Kennzeichen einer Formalbeleidigung ist, „dass sich die Kränkung bereits aus der Form der Äußerung ohne Rücksicht auf ihren Inhalt ergibt.“ Hier ergebe sich der Angriff aber aus dem Inhalt der Äußerung und nicht aus ihrer Form.

Die Meinungs­freiheit müsste nur dann gegenüber dem Ehrenschutz des Opfers zurücktreten, wenn es sich bei der Äußerung um eine Schmähkritik handeln würde. Schmähkritik ist nicht mehr vom Grundrecht auf Meinungs­freiheit geschützt. Für die Annahme von Schmähkritik sind deshalb strenge Maßstäbe anzuwenden. „Wesentliches Merkmal der Schmähung ist eine das sachliche Anliegen völlig in den Hintergrund drängende persönliche Kränkung. Sie wäre gegeben, wenn in ihr nicht mehr die Auseinandersetzung in der Sache, sondern die Diffamierung der Person und ihre Herabsetzung im Vordergrund stünde. Sie liegt bei einer die Öffentlichkeit wesentlich berührenden Frage nur ausnahmsweise vor.

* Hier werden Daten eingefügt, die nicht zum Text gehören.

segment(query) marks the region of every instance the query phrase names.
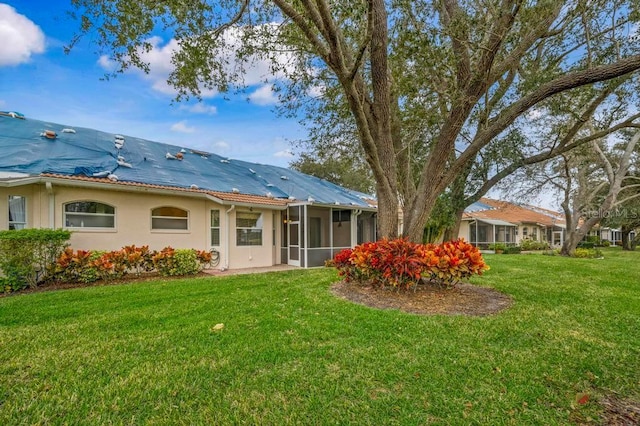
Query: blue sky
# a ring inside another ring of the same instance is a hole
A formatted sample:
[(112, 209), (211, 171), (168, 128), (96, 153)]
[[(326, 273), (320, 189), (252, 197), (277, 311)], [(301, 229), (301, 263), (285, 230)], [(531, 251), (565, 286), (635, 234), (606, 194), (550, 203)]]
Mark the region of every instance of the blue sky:
[(294, 119), (276, 116), (276, 99), (256, 64), (244, 94), (208, 95), (202, 103), (174, 103), (166, 84), (171, 40), (157, 40), (152, 72), (130, 71), (109, 81), (106, 58), (81, 43), (63, 52), (77, 23), (70, 0), (0, 0), (0, 110), (27, 118), (214, 152), (256, 163), (287, 166), (289, 140), (305, 133)]

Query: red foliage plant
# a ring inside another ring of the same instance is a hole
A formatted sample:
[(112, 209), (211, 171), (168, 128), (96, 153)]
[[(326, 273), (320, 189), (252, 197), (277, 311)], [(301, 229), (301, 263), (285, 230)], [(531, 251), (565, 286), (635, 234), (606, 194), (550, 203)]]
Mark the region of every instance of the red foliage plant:
[(452, 286), (489, 269), (477, 247), (462, 238), (437, 245), (382, 239), (343, 250), (332, 263), (346, 281), (404, 289), (421, 281)]
[[(194, 250), (194, 253), (200, 268), (211, 262), (210, 252)], [(170, 270), (176, 264), (175, 254), (172, 247), (157, 252), (149, 250), (149, 246), (130, 245), (106, 253), (67, 248), (53, 265), (52, 279), (89, 283), (122, 278), (129, 273)]]

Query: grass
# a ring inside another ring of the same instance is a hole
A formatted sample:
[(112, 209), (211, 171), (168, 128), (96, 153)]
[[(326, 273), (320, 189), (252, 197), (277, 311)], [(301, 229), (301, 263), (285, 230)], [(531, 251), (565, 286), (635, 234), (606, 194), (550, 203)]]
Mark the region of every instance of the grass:
[(0, 424), (597, 422), (640, 400), (640, 253), (605, 256), (487, 255), (514, 305), (484, 318), (339, 300), (329, 269), (1, 298)]

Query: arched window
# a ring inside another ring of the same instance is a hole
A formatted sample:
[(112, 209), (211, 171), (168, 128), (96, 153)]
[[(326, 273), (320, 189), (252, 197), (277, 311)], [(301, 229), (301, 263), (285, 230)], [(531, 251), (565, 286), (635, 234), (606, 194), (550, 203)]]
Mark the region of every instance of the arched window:
[(73, 201), (64, 205), (64, 226), (67, 228), (116, 227), (116, 209), (95, 201)]
[(185, 231), (189, 229), (189, 212), (178, 207), (157, 207), (151, 210), (151, 229)]

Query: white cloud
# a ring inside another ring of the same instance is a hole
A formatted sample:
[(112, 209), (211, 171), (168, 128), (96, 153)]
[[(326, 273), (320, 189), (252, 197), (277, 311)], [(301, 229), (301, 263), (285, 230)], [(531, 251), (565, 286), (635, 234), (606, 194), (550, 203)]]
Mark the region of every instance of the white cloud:
[(4, 108), (7, 105), (7, 102), (3, 99), (0, 99), (0, 108)]
[(225, 141), (218, 141), (213, 144), (213, 147), (217, 152), (227, 152), (231, 148), (231, 146)]
[(180, 133), (193, 133), (196, 131), (196, 128), (187, 126), (187, 122), (183, 120), (171, 126), (171, 131)]
[(309, 88), (309, 90), (307, 91), (307, 94), (312, 98), (321, 98), (322, 96), (324, 96), (325, 90), (326, 90), (325, 86), (315, 85)]
[(29, 62), (45, 48), (40, 27), (6, 4), (0, 4), (0, 40), (0, 66)]
[(107, 55), (101, 55), (98, 59), (98, 65), (102, 67), (105, 71), (115, 71), (116, 63), (109, 59)]
[(278, 151), (275, 154), (273, 154), (274, 157), (278, 157), (278, 158), (293, 158), (293, 152), (291, 152), (288, 149), (282, 150), (282, 151)]
[(197, 103), (190, 106), (181, 106), (180, 109), (185, 109), (189, 112), (193, 112), (194, 114), (215, 115), (218, 113), (218, 108), (213, 105), (207, 105), (203, 103)]
[[(271, 27), (276, 28), (274, 25), (269, 25), (269, 27), (269, 31), (276, 31), (275, 29), (271, 30)], [(270, 59), (253, 56), (246, 58), (246, 62), (242, 64), (238, 63), (235, 52), (240, 48), (242, 31), (241, 28), (234, 27), (225, 31), (223, 35), (226, 48), (223, 52), (218, 52), (216, 57), (218, 63), (225, 64), (225, 72), (228, 75), (235, 75), (242, 71), (240, 78), (247, 87), (261, 85), (265, 81), (285, 79), (285, 73), (282, 70), (274, 71), (272, 69)], [(269, 31), (266, 31), (266, 33), (269, 33)], [(152, 46), (151, 50), (149, 52), (140, 52), (140, 57), (149, 64), (149, 73), (145, 74), (138, 70), (139, 75), (151, 83), (153, 90), (171, 96), (177, 95), (177, 91), (167, 84), (167, 79), (173, 70), (171, 58), (175, 52), (180, 50), (180, 44), (176, 39), (171, 39), (165, 43), (162, 38), (157, 36), (148, 39), (147, 42)], [(287, 72), (293, 71), (296, 64), (293, 57), (294, 53), (288, 52), (286, 49), (274, 48), (271, 55)], [(108, 65), (108, 62), (105, 62), (105, 65)], [(215, 90), (203, 89), (201, 93), (203, 98), (211, 98), (215, 95), (217, 95)], [(256, 103), (266, 102), (258, 103), (258, 105), (270, 105), (276, 102), (274, 96), (267, 96), (264, 87), (259, 88), (255, 95), (257, 96)]]
[(278, 97), (273, 93), (271, 85), (264, 85), (249, 95), (249, 100), (256, 105), (274, 105)]

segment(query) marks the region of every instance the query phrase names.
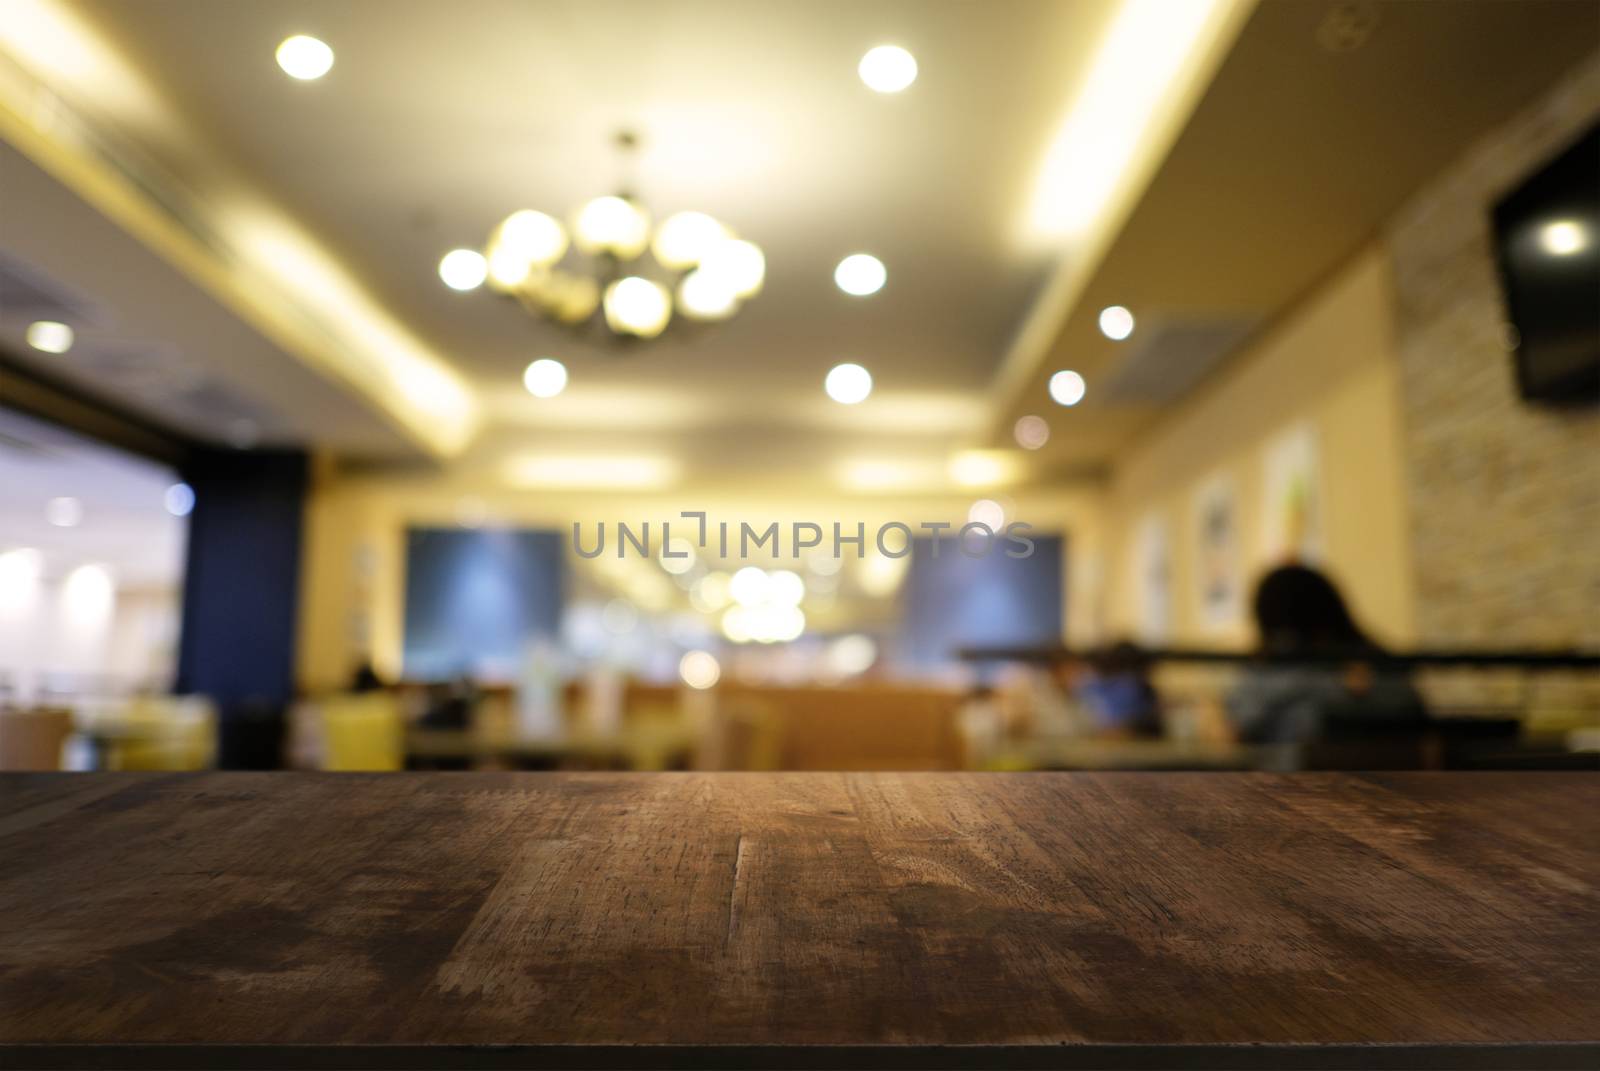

Die Auseinandersetzung mit der Person des T. geschehe auch in sehr überspitzter feuilletonistischer und zum Teil umgangssprachlicher Weise, was eine gewisse-holzschnittartige Grobheit in der Darstellung mit sich bringt, wahrt jedoch den Sachbezug zum kritisierten Verhalten. Die die Identifizierung ermöglichenden Angaben zu seiner gesellschaft­lichen Rolle in der Gegend seien auch nicht zwingend darauf angelegt gewesen, den Zeugen T. zu diffamieren bzw. an den Pranger zu stellen. Vielmehr sei ein besonders kritischer Blick auf das sonstige Verhalten angesichts seiner „herausgehobenen Persönlichkeit“ wegen früherer Aktivitäten dem T. gesellschaft­lich zumutbar. Ein Verhalten im öffentlichen Raum genieße dabei umso weniger Schutz vor Kritik, je mehr es berechtigten Anlass zu einer solchen liefert. Das Verhalten des T. erwies sich nach dem Er­kenntnisstand des A als durchaus kritikwürdig, da das Abschleppen eines toten Wildtieres mittels PKW und Seil auf öffentlicher Straße erkennbar nicht jagdberufsrechtlichen Standards entspräche.

Angesichts des bereits in der Öffentlichkeit in Gang befindlichen Diskussionsprozesses über die Legitimität dieses Verhaltens bestand ein berechtigtes und damit schutz­würdiges Interesse des A als Vertreter der Presse über diesen Sachverhalt zu einem Zeitpunkt zu berichten, zu dem dieses Thema noch aktuell war, ohne die Stellungnahme des T. abzuwarten.

Auch betreffend des verwendeten Begriffs „Drecksjäger“ liegt keine strafbare Beleidigung vor. Die bloße Weitergabe beleidigender Urteile Dritter ohne Hinzutreten weiterer Umstände stellt grundsätzlich keine Beleidigung dar.